Chemical free cleaning of bioreactor membranes

Combining two chemical-free treatments shows promise as an approach for reducing biofilm build-up on anaerobic bioreactor membranes.

Clean and energy efficient wastewater treatment plants will form a critical part of future water resource management. Now, researchers at KAUST have demonstrated a chemical-free approach for tackling biofilm buildup on membranes in anaerobic bioreactors. The technique combines two previously trialed methods:UV irradiation and viruses called bacteriophages that infect and kill bacteria.

Anaerobic membrane bioreactors filter wastewater, separating sludge from the liquid component to generate nonpotable water for a range of uses, including for landscaping or agricultural purposes. However, over time, complex communities of bacteria, or biofilms, accumulate on the membranes, reducing efficiency and creating pressure on the filtering system. Traditionally, membranes are removed at regular intervals and cleaned with acids, but scientists are keen to find greener, more efficient ways of resolving biofouling.

“Individually, both bacteriophages and UV irradiation have shown promise as chemical-free treatments,” says Giantommaso Scarascia, former Ph.D. student who worked on the project under the supervision of KAUST’s Peiying Hong. “However, on their own, they cannot match the efficacy of chemical treatment. We investigated if combining the two methods would work better.”

Bacteriophages are very species-specific: each phage will only infect a specific bacterial species. The researchers worked to identify which bacteria were present in the biofilms and then to determine which bacteriophages would kill them. To complicate matters further, bacteriophages are killed by UV irradiation if the UV is too strong or used for too long.

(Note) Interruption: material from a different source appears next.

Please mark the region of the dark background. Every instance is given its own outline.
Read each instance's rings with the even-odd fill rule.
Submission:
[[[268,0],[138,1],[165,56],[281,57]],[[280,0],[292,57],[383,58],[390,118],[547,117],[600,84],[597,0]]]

“We had to find the perfect balance of UV plus the exact bacteriophage cocktail to use,” says Scarascia. “It took several thousand trials to determine which bacteriophages would work. It takes time to grow biofilms—and then, after waiting, you only get one shot to try the technique on each membrane.”

Their persistence paid off, with the combined treatment improving on the removal of cells and extracellular material compared with each method alone.

“The bacteriophages kill cells, creating holes in the biofilm,” says Scarascia. “This disrupts the integrity of the biofilm’s structure, meaning the UV irradiation can penetrate into the deeper layers and reduce the biofilm still further.”

When compared with chemical treatment, the combined method was equally good at killing bacterial cells but did not remove as much extracellular material. Since this work was published, however, the team reports they have been able to repeat the combined method over four cleaning cycles and it continues to function well at removing the biofilm matrix.

Scarascia notes that scaling up this approach from the lab to industrial scale will be challenging, in part because of the bacteriophages’ specificity and the need to produce each phage in bulk quantities. Currently, this technique is proven for anaerobic bioreactors with external membranes. More work is needed to verify the method for aerobic bioreactors and the researchers are actively working to achieve translation of the method.